達也が無事に水波を連れ帰ってきて、さらに偽装入院の期間が過ぎてすぐ、亜夜子は報告を兼ねて巳焼島を訪れていた。
「達也さん、この度は退院おめでとうございますわ」
「ありがとう、亜夜子」
空港で出迎えてくれた達也に折り目正しく一礼してから、亜夜子は達也に連れられて応接室へと移動する。ここならマスコミの目や盗聴を心配する必要がないので、亜夜子はすぐに側に控えている水波を見て言葉を掛けた。
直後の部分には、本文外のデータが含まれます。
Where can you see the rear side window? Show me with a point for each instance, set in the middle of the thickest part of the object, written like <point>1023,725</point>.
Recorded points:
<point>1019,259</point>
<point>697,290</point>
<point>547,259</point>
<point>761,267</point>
「水波さん、無事にUSNAから帰ってこられたようですね」
「ご心配をお掛けして申し訳ありませんでした」
「水波さんにも考えがあっての行動だったと御当主様からお話を伺っていますので、何故ついて行ったのかなどとは聞きませんが、怖くは無かったのですか?」
「不思議と怖さはありませんでした。ですが……」
「なにかしら?」
「いえ、何でもありません」
水波は達也と日本へ帰る為にエアカーに乗り込んだ時にふと心に浮かんだ感情を思い出したようだったが、亜夜子にはそれが分からない。水波が言葉を濁すなど珍しいとは感じたようだが、それ以上追及することはなく、すぐに興味は達也へ向けられた。
「長時間の飛行魔法の行使をして平然としていられるとは、さすがは達也さんというところなのでしょうか?」
「あの程度なら問題ない。それより亜夜子、報告があったんじゃないのかい?」
「もうちょっと世間話に付き合ってくださってもよろしいんじゃありません? ただでさえ達也さんとの時間が減っているんですから」
「こちらも偽装入院などで時間を無駄にしたからな。世間話はまた次の機会に」
「それなら仕方がありませんわね。それでは早速ご報告ですが――」
亜夜子は達也がUSNAに行っていた間にあった軍内部の動きを事細かに達也へ説明していく。亜夜子の話を聞いて水波は驚いたり信じられないといったリアクションを見せたが、達也の方は全て聞き終えてから一度頷く以外のリアクションを見せなかった。
「だいたい想定内の動きしかしていなかったわけか」
「達也さんが予想した通り、佐伯少将や風間中佐は達也さんが入院などしていないと見抜いていましたが、それを言及することはできませんから」
「そうだな。わざわざ報告ご苦労様」
「達也さん、この後少しお付き合いいただけませんか? このまま本土へ帰るのは、些か寂しいですので」
「少しなら構わない」
達也から言質を取ったことで、亜夜子は達也の膝の上に移動してまったりとお茶を楽しんだのだが、その光景を深雪とリーナに見られ、二人から物凄い殺気を飛ばされたのだが、亜夜子はその殺気に負けることなく時間が許す限り達也の膝の上を楽しんだのだった。